The opinion of the court en banc, as written by the trial judge, summarizes the testimony which he characterized as "substantial evidence in the record which is sufficient to sustain a verdict of guilty", as follows:
"The prosecutor, Bane Pivirotto, with every appearance of truthfulness, testified that while waiting on a customer he saw defendant, a stranger in plain clothes, open the cash drawer back of the bar. When Pivirotto protested, defendant grabbed him, punched him in the back, dragged him from behind the bar, and threw him violently into a booth, and Pivirotto collapsed at the police station, and was taken to the hospital by the officers. He was hospitalized for four days. Defendant had no search warrant when he opened the cash register.
"Photographs of Pivirotto's bruises were received in evidence, as well as hospital reports produced by Caroline Shrum, record clerk at Allegheny General Hospital. The X-ray report showed a fracture of the ninth rib. His bruises were also described by his daughter as she observed them in the hospital on June 5th.
"The prosecutor's narrative of events was corroborated by an eyewitness, Samuel deMarco, over 70, and not very observant; and also by another apparently truthful and intelligent eyewitness, Dorothy G. Dawson, who stopped in the care that day to go to the ladies' room. This witness, both on direct and cross-examination, gave a detailed account of what happened, and in particular stated that defendant was ransacking the cash drawer before Pivirotto came up and the
[ 197 Pa. Super. Page 115]
altercation began. She also demonstrated in court the manner in which the scuffle took place and the officer seized and struck Pivirotto.
"Defendant himself admits that he had no search warrant. He denies having ransacked the cash register or drawer; but Squire Frank Sanford testified that at a hearing on a cognate case, the defendant had admitted that he was looking in a cigar box and took some money from it, which he replaced in the box before putting Pivirotto in a booth.

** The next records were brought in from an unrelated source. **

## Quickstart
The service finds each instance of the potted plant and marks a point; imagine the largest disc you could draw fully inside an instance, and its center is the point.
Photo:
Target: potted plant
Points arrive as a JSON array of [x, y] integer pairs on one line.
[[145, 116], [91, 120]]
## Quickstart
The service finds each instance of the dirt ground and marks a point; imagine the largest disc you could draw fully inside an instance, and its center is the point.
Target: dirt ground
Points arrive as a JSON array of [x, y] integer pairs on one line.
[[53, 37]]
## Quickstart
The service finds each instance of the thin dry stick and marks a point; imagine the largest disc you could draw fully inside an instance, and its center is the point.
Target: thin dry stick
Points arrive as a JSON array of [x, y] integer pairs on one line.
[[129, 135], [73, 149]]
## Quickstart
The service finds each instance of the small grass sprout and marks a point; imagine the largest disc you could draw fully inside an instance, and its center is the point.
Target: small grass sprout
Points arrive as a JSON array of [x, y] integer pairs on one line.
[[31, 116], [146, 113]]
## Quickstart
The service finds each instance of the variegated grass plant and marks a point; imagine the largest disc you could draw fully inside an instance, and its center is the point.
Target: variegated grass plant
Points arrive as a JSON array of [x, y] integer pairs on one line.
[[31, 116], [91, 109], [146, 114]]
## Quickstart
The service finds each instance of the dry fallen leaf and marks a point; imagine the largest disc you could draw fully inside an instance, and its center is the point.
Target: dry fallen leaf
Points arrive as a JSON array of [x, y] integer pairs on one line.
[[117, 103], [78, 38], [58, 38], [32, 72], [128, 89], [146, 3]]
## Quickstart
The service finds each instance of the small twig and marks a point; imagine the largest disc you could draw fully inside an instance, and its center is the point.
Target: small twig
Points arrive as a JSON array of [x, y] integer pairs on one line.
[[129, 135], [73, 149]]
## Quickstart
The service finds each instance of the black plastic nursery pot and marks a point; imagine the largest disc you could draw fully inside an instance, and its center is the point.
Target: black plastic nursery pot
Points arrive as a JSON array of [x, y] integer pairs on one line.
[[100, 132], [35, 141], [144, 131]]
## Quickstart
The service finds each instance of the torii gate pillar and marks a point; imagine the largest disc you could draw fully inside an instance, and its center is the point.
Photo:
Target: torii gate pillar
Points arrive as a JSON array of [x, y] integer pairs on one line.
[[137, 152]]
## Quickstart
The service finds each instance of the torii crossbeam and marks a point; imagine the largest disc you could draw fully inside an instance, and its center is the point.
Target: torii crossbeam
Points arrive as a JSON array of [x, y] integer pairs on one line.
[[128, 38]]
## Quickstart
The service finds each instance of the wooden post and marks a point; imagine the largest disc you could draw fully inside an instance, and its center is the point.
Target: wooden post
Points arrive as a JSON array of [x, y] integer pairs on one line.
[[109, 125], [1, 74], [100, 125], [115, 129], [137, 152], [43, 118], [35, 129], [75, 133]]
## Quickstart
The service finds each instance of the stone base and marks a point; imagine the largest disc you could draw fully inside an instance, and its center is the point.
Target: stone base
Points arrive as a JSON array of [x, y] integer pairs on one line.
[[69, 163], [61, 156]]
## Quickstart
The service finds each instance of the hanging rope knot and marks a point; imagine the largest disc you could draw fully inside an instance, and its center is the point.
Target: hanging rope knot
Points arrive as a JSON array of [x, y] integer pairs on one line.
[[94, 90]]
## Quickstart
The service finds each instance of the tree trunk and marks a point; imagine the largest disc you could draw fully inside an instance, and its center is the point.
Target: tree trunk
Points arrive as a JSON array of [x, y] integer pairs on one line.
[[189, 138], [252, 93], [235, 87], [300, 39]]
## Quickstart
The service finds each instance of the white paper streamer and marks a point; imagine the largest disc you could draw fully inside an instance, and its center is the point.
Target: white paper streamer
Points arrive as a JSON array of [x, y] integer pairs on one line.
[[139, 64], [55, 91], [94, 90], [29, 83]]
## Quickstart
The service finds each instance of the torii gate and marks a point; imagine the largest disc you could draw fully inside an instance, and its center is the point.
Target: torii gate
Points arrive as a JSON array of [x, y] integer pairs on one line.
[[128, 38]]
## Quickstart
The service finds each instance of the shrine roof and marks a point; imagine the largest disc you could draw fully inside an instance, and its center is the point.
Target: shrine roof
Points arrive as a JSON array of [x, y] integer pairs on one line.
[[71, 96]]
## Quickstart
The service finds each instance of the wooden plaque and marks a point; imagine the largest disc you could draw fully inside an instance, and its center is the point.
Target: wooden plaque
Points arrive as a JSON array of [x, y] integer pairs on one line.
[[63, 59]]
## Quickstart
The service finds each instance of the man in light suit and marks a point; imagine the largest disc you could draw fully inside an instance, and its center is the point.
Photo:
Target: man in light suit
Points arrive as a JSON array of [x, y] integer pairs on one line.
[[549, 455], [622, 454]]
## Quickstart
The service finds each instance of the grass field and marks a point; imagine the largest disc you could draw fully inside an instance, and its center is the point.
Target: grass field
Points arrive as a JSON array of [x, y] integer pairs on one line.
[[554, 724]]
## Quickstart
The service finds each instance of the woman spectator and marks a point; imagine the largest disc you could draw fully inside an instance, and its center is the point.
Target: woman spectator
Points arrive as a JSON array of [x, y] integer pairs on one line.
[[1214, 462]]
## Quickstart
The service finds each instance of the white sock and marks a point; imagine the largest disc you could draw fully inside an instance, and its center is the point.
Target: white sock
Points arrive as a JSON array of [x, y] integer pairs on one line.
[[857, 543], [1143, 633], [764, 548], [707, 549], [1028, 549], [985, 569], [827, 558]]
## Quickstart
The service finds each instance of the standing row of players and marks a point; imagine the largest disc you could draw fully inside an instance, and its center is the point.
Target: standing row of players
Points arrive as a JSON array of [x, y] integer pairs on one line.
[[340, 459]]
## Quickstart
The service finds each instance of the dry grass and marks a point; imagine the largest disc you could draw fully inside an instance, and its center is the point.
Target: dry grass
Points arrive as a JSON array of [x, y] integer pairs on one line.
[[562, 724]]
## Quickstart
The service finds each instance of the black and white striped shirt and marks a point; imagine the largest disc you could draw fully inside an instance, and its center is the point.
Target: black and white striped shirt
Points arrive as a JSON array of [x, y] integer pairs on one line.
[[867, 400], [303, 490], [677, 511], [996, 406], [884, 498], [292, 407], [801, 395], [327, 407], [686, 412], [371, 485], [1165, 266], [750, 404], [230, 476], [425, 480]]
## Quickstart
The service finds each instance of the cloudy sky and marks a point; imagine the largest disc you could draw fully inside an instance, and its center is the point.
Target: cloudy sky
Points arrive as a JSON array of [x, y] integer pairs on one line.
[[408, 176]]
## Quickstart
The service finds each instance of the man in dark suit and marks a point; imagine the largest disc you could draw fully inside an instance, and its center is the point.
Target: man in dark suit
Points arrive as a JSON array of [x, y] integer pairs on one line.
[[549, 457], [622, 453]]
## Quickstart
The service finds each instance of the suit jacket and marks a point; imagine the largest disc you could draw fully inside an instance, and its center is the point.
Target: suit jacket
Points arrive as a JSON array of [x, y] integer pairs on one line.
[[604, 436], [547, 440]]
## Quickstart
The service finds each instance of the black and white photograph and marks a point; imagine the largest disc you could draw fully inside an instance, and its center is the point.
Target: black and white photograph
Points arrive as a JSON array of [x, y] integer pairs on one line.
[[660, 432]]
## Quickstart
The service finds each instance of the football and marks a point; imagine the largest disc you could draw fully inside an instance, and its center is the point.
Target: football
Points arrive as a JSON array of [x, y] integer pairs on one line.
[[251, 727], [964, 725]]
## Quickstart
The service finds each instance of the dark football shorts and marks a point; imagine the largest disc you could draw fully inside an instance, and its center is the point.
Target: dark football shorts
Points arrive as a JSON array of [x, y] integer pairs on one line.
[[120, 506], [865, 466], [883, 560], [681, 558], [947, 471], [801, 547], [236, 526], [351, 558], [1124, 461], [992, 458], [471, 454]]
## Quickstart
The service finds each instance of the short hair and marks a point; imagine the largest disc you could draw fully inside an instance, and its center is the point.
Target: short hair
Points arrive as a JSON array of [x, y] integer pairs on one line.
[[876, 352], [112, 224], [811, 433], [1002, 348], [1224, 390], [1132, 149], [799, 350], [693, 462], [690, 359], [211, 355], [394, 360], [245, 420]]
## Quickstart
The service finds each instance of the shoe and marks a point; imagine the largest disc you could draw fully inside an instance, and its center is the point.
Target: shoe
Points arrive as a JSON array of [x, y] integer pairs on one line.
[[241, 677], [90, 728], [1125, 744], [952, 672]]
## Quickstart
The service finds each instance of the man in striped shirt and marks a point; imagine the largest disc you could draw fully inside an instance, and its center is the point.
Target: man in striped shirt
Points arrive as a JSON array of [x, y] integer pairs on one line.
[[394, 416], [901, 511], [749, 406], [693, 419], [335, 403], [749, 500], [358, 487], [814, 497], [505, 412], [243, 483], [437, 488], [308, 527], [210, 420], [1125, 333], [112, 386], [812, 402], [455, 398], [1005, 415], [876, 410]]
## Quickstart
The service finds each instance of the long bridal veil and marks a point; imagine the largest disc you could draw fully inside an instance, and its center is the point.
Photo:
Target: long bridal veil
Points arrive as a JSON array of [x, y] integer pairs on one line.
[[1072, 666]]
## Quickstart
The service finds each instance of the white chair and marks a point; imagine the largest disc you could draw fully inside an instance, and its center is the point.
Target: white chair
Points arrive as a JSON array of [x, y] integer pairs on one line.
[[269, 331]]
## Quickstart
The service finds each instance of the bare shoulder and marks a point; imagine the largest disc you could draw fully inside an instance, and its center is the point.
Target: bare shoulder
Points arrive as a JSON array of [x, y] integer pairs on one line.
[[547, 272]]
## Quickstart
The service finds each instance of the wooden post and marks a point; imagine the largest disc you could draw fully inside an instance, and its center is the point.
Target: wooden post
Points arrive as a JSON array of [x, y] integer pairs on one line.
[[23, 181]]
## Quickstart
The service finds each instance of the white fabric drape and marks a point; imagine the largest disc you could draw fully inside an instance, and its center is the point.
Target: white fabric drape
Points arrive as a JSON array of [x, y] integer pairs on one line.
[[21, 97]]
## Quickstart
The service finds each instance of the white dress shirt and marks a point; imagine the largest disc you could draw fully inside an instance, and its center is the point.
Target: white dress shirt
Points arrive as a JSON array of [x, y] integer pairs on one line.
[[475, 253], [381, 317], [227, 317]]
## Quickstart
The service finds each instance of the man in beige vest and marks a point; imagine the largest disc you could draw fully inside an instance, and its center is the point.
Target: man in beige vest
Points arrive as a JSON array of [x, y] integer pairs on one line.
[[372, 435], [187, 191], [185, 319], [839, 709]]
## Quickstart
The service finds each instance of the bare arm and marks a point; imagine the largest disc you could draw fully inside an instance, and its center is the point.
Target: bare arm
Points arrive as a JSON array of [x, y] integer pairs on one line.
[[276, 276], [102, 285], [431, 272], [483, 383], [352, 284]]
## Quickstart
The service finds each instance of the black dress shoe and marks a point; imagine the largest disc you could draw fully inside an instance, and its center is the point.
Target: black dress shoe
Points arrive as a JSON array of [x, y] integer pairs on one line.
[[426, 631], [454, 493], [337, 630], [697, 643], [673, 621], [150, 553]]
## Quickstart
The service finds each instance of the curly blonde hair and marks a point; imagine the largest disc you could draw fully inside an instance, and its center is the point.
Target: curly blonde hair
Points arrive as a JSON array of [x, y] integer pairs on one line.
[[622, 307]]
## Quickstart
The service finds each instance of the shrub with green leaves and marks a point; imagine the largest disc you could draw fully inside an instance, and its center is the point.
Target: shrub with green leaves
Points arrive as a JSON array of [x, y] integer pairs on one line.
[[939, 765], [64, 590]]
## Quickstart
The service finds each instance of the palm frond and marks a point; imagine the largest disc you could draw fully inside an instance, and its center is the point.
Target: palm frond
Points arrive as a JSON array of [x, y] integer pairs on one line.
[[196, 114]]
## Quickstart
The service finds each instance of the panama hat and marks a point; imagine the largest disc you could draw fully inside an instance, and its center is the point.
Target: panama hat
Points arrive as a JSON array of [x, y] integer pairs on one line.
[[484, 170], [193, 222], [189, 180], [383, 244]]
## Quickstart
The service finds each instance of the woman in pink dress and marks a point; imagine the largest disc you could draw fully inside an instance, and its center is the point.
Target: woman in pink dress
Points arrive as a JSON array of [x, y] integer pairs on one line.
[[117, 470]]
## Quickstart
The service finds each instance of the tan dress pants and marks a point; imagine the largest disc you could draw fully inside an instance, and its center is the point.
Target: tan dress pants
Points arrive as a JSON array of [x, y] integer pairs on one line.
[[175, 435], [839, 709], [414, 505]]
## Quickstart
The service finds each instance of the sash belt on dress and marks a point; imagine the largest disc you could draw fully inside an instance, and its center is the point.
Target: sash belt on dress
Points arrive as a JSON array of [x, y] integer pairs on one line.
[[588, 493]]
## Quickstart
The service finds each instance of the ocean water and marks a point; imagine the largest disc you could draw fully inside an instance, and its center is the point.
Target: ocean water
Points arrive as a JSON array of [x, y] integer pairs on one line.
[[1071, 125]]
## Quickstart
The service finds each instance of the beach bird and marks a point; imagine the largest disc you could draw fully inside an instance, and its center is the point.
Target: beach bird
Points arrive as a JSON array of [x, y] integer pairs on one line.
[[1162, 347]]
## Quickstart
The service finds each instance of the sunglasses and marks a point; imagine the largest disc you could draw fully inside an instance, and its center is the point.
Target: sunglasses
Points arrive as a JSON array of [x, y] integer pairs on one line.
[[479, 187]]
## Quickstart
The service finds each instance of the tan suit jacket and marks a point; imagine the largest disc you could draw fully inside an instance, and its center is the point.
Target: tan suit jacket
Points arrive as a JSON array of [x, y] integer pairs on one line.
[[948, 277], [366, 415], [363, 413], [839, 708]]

"Defendant's version of the scuffle is that he placed Pivirotto under arrest for disorderly conduct, dragged him out from behind the bar, released his grip, escorted him to a booth, and said 'Will you sit down in the booth until the wagon comes?'. Defendant did not know Pivirotto and had never seen him before. Pivirotto likewise testified that he had not known James before this incident. Other officers corroborated the story of defendant that he had requested Pivirotto to take a seat in the booth, and had not thrown him into the booth. Nevertheless, the trier of the facts, in view of Pivirotto's injuries, could well have concluded that the altercation took place as described by the Commonwealth's witnesses, rather than in the polite fashion of molliter manus imposuit recounted by defendant and his witnesses." There was no abuse of discretion.
MONTGOMERY, J., dissents and would grant a new trial.